Ethics matter

Canada is a great place to live and one of the highlights over the past decade has been the work of recently retired ethics watchdog, Mary Dawson.
How many countries in the world would allow a mere civil servant the power to find the Prime Minister and the Minister of Finance in breach of conflict of interest rules and not be fired or discredited?
Both Prime Minister Justin Trudeau and Finance Minister Bill Morneau were initially defensive, then rattled and finally contrite when found to be in violation of several sections of the Conflict of Interest Act.
Trudeau suffered embarrassment and shame and Morneau suffered financially when he donated over three million dollars to a charity to assuage his potential personal gain from the legislative changes he proposed.
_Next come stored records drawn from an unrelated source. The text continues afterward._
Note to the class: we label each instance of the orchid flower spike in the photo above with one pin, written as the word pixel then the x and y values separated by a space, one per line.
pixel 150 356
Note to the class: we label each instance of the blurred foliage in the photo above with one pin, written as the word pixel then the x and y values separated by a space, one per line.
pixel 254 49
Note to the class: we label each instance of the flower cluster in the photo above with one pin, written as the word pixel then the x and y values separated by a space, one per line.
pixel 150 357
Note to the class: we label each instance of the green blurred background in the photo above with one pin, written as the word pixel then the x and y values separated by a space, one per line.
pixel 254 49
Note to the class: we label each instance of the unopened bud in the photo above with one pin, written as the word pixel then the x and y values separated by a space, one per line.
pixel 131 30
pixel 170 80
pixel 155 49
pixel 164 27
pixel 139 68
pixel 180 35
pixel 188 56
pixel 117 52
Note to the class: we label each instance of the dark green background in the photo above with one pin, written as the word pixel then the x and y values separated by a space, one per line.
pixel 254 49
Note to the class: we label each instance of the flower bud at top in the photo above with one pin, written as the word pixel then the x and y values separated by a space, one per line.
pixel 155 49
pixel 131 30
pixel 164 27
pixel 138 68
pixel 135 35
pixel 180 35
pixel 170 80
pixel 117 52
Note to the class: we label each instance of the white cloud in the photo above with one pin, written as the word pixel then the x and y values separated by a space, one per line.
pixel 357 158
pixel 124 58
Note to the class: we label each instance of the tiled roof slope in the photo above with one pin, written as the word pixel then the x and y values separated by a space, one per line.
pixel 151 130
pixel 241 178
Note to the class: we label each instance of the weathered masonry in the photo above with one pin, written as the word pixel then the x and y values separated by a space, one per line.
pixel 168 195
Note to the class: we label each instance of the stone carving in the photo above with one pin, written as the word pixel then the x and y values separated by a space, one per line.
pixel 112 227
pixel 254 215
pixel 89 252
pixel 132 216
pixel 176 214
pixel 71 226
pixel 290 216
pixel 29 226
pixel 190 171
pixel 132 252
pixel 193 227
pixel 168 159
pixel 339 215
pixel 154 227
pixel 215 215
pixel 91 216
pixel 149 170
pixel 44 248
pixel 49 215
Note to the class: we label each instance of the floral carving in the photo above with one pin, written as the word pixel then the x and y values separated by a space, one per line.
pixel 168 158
By each of their reactions they didn’t want to think they had done wrong.
In the case of Trudeau, he was born and raised amongst the internationally powerful. Aga Khan was his father’s personal friend. It should have, but obviously did not occur to him or his advisors that even though a family friend, Khan’s relationship once Trudeau became Prime Minister was in conflict.
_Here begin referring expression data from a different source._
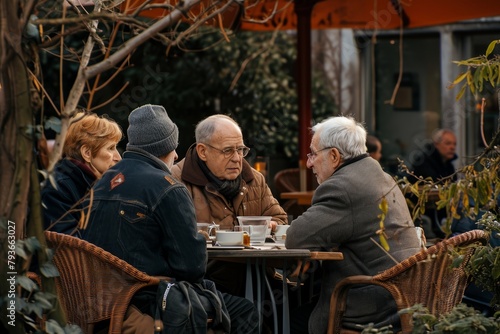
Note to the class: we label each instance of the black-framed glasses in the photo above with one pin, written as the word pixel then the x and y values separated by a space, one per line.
pixel 229 151
pixel 311 155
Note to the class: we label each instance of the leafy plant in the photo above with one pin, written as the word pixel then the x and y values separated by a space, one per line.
pixel 480 69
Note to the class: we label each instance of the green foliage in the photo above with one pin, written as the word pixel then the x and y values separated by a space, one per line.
pixel 460 320
pixel 484 265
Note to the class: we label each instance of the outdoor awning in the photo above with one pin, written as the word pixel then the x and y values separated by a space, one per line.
pixel 366 14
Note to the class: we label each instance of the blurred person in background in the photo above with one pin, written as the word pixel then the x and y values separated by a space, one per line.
pixel 374 147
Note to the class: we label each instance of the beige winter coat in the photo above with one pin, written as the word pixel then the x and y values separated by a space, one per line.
pixel 255 197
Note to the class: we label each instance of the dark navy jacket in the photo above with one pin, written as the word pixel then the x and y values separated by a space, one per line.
pixel 141 214
pixel 73 180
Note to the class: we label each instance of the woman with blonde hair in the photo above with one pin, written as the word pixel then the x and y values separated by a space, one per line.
pixel 89 150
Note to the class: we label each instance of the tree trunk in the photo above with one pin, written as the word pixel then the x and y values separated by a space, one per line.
pixel 16 150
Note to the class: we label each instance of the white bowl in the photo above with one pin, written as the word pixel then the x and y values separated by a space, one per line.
pixel 259 227
pixel 254 220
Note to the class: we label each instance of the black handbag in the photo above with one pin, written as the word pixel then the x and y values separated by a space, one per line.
pixel 184 307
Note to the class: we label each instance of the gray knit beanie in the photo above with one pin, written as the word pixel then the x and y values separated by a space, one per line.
pixel 151 130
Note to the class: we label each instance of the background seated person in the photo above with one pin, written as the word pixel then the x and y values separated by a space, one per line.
pixel 344 216
pixel 374 147
pixel 89 150
pixel 435 161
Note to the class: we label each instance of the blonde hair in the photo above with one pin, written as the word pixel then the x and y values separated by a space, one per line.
pixel 91 130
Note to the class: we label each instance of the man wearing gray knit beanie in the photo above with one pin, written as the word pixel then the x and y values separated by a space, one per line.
pixel 151 130
pixel 143 215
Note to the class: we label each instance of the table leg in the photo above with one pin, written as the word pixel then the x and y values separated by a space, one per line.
pixel 259 292
pixel 273 301
pixel 286 314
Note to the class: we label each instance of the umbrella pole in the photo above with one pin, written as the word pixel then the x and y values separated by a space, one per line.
pixel 303 10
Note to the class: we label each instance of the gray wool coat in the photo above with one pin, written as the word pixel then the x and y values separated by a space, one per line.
pixel 344 216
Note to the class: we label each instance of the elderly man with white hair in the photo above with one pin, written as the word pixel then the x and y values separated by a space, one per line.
pixel 344 216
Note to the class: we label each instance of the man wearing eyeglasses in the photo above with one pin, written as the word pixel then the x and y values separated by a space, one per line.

Conflict of interest rules and putting their businesses in blind trusts are particularly important for powerful businessmen moving into government such as Bay Street financier, Bill Morneau.
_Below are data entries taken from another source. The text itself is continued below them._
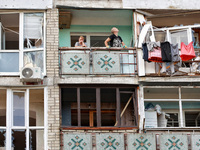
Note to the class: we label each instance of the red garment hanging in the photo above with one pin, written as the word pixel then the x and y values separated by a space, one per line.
pixel 155 55
pixel 187 51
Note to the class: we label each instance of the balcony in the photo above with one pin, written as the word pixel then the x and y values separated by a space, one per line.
pixel 98 61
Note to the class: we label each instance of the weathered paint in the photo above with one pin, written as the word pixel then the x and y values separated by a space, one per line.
pixel 161 4
pixel 90 3
pixel 28 4
pixel 64 34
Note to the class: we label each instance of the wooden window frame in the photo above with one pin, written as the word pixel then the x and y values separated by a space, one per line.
pixel 99 111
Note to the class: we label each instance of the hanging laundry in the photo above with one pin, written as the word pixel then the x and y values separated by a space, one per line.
pixel 155 55
pixel 151 45
pixel 175 53
pixel 145 52
pixel 166 52
pixel 187 51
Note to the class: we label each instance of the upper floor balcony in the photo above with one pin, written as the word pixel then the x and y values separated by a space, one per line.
pixel 98 61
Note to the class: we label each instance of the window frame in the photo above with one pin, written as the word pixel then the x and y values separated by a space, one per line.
pixel 88 36
pixel 180 111
pixel 9 116
pixel 21 49
pixel 99 110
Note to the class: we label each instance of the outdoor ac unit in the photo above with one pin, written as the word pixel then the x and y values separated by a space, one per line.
pixel 31 74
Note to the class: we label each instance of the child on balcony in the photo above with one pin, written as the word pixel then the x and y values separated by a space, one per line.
pixel 114 39
pixel 81 42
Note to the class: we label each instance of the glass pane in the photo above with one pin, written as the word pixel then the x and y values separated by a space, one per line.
pixel 9 62
pixel 195 37
pixel 190 93
pixel 160 36
pixel 75 39
pixel 88 106
pixel 108 107
pixel 36 139
pixel 33 30
pixel 2 107
pixel 69 107
pixel 172 121
pixel 18 139
pixel 161 114
pixel 178 37
pixel 97 41
pixel 192 118
pixel 34 59
pixel 2 138
pixel 127 113
pixel 161 93
pixel 192 113
pixel 9 30
pixel 18 109
pixel 36 107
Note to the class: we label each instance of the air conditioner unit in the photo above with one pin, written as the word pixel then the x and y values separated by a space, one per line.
pixel 31 74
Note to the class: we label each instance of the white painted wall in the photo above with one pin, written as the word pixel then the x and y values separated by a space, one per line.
pixel 105 17
pixel 26 4
pixel 90 3
pixel 161 4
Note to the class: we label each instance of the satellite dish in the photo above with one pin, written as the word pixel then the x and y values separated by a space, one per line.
pixel 27 72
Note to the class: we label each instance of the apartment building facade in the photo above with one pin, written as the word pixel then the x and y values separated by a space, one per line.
pixel 96 97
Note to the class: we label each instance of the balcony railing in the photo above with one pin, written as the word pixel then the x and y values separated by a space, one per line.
pixel 98 61
pixel 179 68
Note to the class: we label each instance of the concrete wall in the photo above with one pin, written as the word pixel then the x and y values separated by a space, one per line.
pixel 64 34
pixel 28 4
pixel 52 73
pixel 90 3
pixel 161 4
pixel 131 4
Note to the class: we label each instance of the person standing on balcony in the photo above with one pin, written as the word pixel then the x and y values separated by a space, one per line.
pixel 81 42
pixel 114 39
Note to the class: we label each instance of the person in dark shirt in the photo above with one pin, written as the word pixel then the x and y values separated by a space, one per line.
pixel 114 39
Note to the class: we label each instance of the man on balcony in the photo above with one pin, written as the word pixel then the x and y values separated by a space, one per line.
pixel 114 39
pixel 81 42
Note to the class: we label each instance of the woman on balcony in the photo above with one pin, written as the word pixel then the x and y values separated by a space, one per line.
pixel 81 42
pixel 114 39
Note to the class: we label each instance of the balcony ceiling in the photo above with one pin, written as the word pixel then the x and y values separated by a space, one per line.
pixel 101 17
pixel 169 18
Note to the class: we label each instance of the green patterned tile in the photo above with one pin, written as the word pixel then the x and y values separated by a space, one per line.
pixel 106 63
pixel 75 63
pixel 77 142
pixel 110 141
pixel 195 142
pixel 141 142
pixel 173 142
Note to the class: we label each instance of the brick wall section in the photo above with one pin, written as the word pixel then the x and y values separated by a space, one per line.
pixel 53 72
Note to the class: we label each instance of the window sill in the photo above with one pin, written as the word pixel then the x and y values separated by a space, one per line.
pixel 99 128
pixel 171 128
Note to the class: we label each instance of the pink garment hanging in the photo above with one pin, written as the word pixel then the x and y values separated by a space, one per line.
pixel 187 51
pixel 155 55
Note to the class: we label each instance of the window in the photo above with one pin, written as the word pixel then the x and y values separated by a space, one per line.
pixel 173 107
pixel 22 41
pixel 24 121
pixel 179 36
pixel 92 39
pixel 99 107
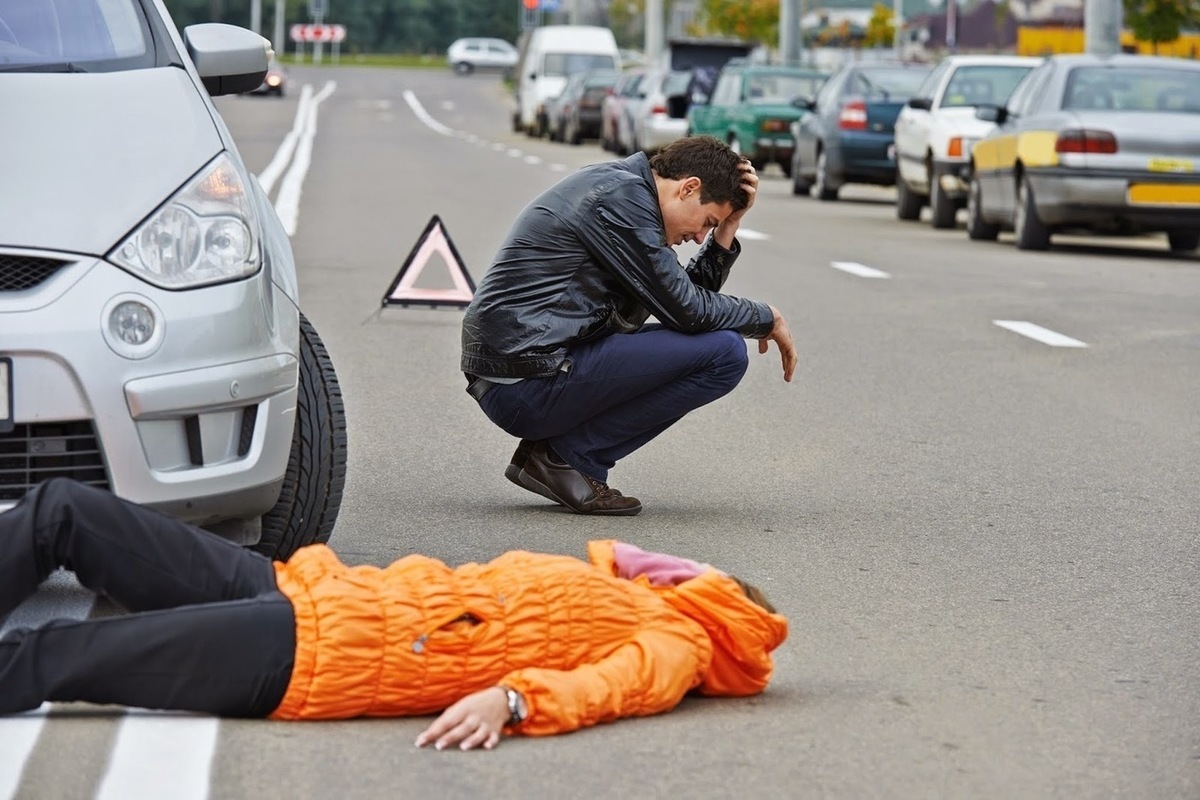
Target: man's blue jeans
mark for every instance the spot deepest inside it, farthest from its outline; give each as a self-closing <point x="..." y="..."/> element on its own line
<point x="619" y="392"/>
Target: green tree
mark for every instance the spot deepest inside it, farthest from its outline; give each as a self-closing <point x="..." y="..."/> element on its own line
<point x="880" y="28"/>
<point x="754" y="20"/>
<point x="1161" y="20"/>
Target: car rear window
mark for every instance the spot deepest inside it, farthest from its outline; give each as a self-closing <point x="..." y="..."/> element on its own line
<point x="888" y="83"/>
<point x="781" y="88"/>
<point x="977" y="85"/>
<point x="78" y="35"/>
<point x="568" y="64"/>
<point x="1133" y="89"/>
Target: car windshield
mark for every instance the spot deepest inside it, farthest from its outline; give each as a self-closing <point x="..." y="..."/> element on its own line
<point x="888" y="83"/>
<point x="76" y="36"/>
<point x="781" y="88"/>
<point x="567" y="64"/>
<point x="1133" y="89"/>
<point x="982" y="85"/>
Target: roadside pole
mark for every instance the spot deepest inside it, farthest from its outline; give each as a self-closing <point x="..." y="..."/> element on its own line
<point x="653" y="32"/>
<point x="1102" y="26"/>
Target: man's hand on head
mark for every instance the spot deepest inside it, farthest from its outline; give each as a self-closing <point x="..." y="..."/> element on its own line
<point x="729" y="227"/>
<point x="781" y="335"/>
<point x="475" y="721"/>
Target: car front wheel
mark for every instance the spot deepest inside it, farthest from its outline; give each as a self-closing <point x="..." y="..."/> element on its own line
<point x="312" y="486"/>
<point x="977" y="228"/>
<point x="1031" y="232"/>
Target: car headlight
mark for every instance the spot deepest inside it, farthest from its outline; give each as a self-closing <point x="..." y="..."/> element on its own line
<point x="205" y="234"/>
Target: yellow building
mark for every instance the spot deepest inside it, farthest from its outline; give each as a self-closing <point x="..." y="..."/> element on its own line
<point x="1045" y="40"/>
But lest we forget, Commissioner Dawson had recommended unsuccessfully for years that Ottawa plug a loophole that allows politicians to avoid certain ethics rules by holding shares or assets indirectly through a holding company.
With stronger provisions in this area, Morneau would have violated more ethical rules than the improper disclosure of a villa in France.
Morneau’s intimate business background on pension and financing was his Achilles heel as is often the case with senior business executives entering politics.
Government policies affect all of us but for those at the top of the heap, public policies have the power to hurt or serve them the most.
Of course, the people entering politics with little or no power aren’t exempt either, lest we forget Mike Duffy. We all need to guard against and be protected from the lure of fame, power and the rationalization “I deserve it”!
Trudeau’s and Morneau’s faulty moral judgements were not criminal for if they had been it would have been turned over the RCMP. Further, the rulings do not make either a bad person or unfit for office, rather it shows the infallibility of people and the need for strong, independent offices, such as the Ethics Commissioner.
Let’s be frank, whatever the political stripe or religious thread, we are all open to ethical and moral lapses which are the reasons why strong ethics legislation and enforcement are a necessity.
The Liberals are vulnerable today which gives the Conservatives and New Democrats the perfect opportunity to show ethical leadership. Simply, they now have the power of the public to get all of Mary Dawson’s long-standing recommendations into law.
There is little difference between those who break the rules or those who have the power to change the rules, but don’t.
If opposition parties don’t seize this moment, then they have shown themselves as no better.